PC SOFT

PROFESSIONAL NEWSGROUPS
WINDEVWEBDEV and WINDEV Mobile

Home → WINDEV 2024 → Tesseract / OCRtools .net or other OCR
Tesseract / OCRtools .net or other OCR
Started by Noel Tanti, Jul., 15 2013 2:51 PM - 12 replies
Posted on July, 15 2013 - 2:51 PM
Hi ,

I am looking to integrate an OCR into my windev app and basically the options are two

tesseract for free. has anybody implemented any of these in windev?

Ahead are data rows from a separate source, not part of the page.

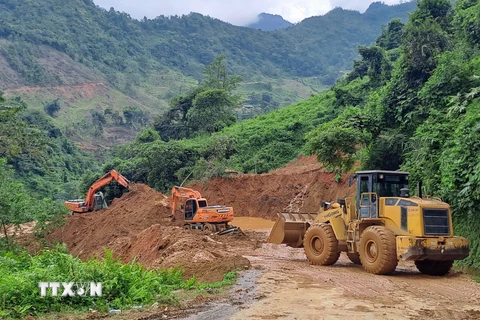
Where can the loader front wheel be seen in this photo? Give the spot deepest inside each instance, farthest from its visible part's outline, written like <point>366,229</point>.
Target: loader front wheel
<point>378,253</point>
<point>321,245</point>
<point>354,257</point>
<point>434,268</point>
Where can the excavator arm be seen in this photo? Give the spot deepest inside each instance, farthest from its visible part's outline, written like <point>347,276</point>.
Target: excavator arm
<point>87,204</point>
<point>181,192</point>
<point>103,181</point>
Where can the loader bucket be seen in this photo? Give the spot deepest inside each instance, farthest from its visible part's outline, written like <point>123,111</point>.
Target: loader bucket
<point>290,228</point>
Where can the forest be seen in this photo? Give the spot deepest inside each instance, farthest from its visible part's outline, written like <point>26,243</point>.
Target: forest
<point>410,102</point>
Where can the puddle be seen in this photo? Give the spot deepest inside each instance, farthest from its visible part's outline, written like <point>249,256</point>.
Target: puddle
<point>243,293</point>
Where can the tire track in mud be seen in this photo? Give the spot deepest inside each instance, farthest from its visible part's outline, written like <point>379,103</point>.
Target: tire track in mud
<point>290,288</point>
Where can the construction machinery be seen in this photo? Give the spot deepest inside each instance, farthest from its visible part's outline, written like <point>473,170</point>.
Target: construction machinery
<point>198,214</point>
<point>95,200</point>
<point>381,225</point>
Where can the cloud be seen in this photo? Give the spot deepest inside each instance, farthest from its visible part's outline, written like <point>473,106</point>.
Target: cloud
<point>238,12</point>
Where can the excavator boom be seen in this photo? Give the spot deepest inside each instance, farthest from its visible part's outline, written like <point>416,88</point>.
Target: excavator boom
<point>87,204</point>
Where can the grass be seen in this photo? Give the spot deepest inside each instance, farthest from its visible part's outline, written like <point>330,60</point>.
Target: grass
<point>124,285</point>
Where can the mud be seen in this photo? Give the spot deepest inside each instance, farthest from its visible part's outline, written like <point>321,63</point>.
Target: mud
<point>298,187</point>
<point>138,226</point>
<point>279,282</point>
<point>290,288</point>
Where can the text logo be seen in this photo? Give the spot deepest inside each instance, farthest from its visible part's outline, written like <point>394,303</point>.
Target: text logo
<point>70,289</point>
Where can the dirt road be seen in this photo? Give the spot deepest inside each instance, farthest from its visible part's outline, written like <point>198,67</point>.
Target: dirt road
<point>288,287</point>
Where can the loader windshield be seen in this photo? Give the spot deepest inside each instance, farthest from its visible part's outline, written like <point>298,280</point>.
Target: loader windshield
<point>389,185</point>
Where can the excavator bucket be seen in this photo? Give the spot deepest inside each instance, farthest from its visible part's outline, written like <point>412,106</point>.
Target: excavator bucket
<point>290,228</point>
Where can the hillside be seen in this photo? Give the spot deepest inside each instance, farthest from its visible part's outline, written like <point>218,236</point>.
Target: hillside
<point>270,22</point>
<point>51,50</point>
<point>411,103</point>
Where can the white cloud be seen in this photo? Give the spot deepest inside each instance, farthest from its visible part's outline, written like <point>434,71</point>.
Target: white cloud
<point>238,12</point>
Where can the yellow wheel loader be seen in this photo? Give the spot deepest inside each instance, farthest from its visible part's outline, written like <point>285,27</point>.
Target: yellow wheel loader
<point>381,225</point>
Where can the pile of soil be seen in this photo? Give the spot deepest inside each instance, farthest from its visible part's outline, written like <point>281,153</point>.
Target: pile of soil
<point>138,226</point>
<point>298,187</point>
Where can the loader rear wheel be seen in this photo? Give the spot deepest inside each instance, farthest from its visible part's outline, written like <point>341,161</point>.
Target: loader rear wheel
<point>209,227</point>
<point>321,245</point>
<point>354,257</point>
<point>434,268</point>
<point>378,253</point>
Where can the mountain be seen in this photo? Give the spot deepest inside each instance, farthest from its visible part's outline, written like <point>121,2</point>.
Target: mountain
<point>103,67</point>
<point>270,22</point>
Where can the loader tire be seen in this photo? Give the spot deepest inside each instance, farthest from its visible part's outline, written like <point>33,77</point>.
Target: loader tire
<point>321,245</point>
<point>434,268</point>
<point>354,257</point>
<point>378,253</point>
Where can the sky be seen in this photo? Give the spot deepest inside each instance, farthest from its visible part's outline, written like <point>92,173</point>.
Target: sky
<point>237,12</point>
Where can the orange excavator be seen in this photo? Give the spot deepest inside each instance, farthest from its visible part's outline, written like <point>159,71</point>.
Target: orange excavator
<point>198,214</point>
<point>95,200</point>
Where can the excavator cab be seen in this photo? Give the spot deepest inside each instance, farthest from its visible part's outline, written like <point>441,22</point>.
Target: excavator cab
<point>99,201</point>
<point>192,206</point>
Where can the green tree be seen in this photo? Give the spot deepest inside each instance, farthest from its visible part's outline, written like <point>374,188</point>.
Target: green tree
<point>14,201</point>
<point>212,111</point>
<point>52,108</point>
<point>215,75</point>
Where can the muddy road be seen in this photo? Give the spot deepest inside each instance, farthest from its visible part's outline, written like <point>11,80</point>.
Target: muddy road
<point>285,286</point>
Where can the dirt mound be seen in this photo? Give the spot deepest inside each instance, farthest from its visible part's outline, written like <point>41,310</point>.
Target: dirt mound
<point>299,187</point>
<point>87,234</point>
<point>137,226</point>
<point>206,256</point>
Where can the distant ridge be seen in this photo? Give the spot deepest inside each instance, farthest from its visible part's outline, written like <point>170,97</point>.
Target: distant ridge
<point>270,22</point>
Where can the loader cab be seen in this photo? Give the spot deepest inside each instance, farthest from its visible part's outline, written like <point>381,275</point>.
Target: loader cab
<point>378,183</point>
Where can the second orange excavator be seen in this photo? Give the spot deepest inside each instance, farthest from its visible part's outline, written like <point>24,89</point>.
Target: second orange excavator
<point>198,214</point>
<point>95,200</point>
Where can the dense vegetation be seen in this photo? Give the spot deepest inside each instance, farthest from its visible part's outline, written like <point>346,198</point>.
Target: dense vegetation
<point>411,102</point>
<point>121,46</point>
<point>123,285</point>
<point>270,22</point>
<point>43,159</point>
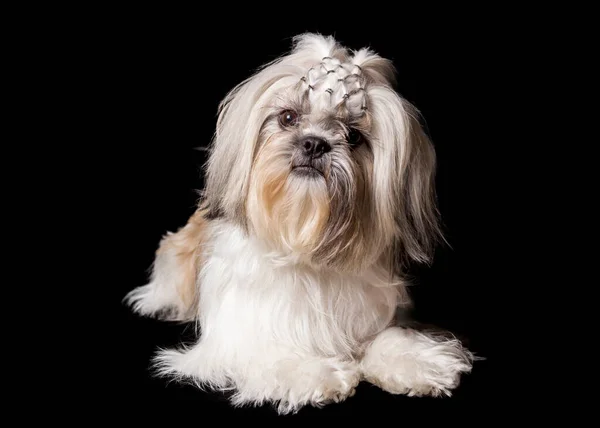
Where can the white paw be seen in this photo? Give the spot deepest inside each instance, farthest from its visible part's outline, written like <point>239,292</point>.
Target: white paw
<point>412,363</point>
<point>151,301</point>
<point>317,383</point>
<point>337,386</point>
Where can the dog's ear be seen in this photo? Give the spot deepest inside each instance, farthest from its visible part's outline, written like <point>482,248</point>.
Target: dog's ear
<point>404,176</point>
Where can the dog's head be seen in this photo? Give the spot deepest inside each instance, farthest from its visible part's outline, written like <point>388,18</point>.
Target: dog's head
<point>318,157</point>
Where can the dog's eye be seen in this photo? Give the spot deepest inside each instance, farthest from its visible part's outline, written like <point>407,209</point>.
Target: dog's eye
<point>288,118</point>
<point>354,137</point>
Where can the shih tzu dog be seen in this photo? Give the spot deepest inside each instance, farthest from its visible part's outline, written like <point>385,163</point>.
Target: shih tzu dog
<point>319,190</point>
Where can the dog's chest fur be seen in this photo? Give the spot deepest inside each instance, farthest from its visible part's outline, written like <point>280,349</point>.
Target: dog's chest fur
<point>254,298</point>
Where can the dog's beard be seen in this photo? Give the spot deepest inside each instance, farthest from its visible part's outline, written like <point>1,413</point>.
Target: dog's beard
<point>316,216</point>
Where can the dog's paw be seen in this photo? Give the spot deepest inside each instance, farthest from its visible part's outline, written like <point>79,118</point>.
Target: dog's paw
<point>318,382</point>
<point>414,364</point>
<point>148,301</point>
<point>339,384</point>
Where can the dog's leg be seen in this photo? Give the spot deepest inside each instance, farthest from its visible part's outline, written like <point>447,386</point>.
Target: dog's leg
<point>172,292</point>
<point>275,375</point>
<point>406,361</point>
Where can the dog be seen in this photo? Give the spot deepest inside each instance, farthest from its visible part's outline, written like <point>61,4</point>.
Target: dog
<point>319,192</point>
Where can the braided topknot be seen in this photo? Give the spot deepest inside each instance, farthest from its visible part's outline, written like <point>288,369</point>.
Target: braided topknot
<point>332,82</point>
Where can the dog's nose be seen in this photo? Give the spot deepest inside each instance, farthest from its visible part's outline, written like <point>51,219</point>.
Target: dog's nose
<point>314,147</point>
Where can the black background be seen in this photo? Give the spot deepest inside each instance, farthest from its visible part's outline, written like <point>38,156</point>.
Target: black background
<point>156,80</point>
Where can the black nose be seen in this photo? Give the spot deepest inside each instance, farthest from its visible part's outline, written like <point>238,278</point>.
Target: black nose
<point>314,147</point>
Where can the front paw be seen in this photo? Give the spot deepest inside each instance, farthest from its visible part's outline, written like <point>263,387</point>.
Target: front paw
<point>317,383</point>
<point>148,301</point>
<point>414,364</point>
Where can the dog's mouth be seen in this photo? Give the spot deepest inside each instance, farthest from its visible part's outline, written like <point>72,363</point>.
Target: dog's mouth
<point>308,171</point>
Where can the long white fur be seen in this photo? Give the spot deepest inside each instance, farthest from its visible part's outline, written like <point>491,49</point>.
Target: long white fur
<point>275,324</point>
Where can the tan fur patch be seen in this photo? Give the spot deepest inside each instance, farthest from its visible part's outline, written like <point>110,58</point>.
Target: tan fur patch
<point>186,244</point>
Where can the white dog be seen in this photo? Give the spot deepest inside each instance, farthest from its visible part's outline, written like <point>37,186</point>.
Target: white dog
<point>319,190</point>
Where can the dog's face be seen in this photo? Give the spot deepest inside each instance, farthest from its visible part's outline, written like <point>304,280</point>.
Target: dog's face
<point>318,157</point>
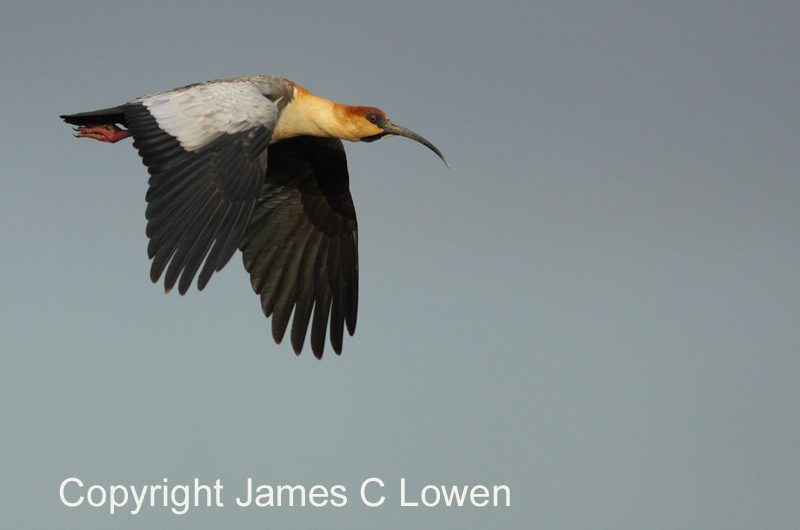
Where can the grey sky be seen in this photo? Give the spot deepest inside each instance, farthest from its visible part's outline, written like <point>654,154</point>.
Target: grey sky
<point>597,306</point>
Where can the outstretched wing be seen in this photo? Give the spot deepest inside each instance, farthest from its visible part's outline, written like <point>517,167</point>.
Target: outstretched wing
<point>205,147</point>
<point>301,248</point>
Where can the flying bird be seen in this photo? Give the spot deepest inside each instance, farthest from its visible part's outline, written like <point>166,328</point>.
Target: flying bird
<point>254,163</point>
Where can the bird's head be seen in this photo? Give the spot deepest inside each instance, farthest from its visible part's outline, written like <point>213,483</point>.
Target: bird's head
<point>372,124</point>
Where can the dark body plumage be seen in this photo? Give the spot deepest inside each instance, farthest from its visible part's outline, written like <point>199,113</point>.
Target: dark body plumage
<point>254,163</point>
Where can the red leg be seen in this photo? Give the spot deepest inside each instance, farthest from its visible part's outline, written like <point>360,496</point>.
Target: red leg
<point>105,133</point>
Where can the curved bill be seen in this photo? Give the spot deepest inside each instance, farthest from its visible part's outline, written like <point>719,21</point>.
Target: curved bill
<point>390,128</point>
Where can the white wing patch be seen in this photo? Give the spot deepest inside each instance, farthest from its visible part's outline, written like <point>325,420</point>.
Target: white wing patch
<point>198,115</point>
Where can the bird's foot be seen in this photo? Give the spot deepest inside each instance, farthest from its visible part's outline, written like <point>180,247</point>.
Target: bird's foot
<point>105,133</point>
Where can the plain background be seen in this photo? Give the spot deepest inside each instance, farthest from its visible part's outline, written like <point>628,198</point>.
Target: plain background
<point>597,306</point>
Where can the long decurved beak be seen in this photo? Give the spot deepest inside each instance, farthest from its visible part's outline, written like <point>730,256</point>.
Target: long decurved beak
<point>390,128</point>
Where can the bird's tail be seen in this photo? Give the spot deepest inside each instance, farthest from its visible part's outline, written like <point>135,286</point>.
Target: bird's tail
<point>97,117</point>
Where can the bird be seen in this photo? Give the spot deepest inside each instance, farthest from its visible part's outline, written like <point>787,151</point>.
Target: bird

ocrtools . Is it possible to integrate a .net compnent (ocrtools) to windev?

any help appreciated

Regards
Noel
Posted on July, 15 2013 - 8:24 PM
Hi. For simple jobs you can look at http://pumanet.codeplex.com/

Very free, simple to integrate with Windev.


Rubén
Posted on July, 16 2013 - 8:45 AM
I have tried Tesseract OCR but I had used the command line version as it is easier to use.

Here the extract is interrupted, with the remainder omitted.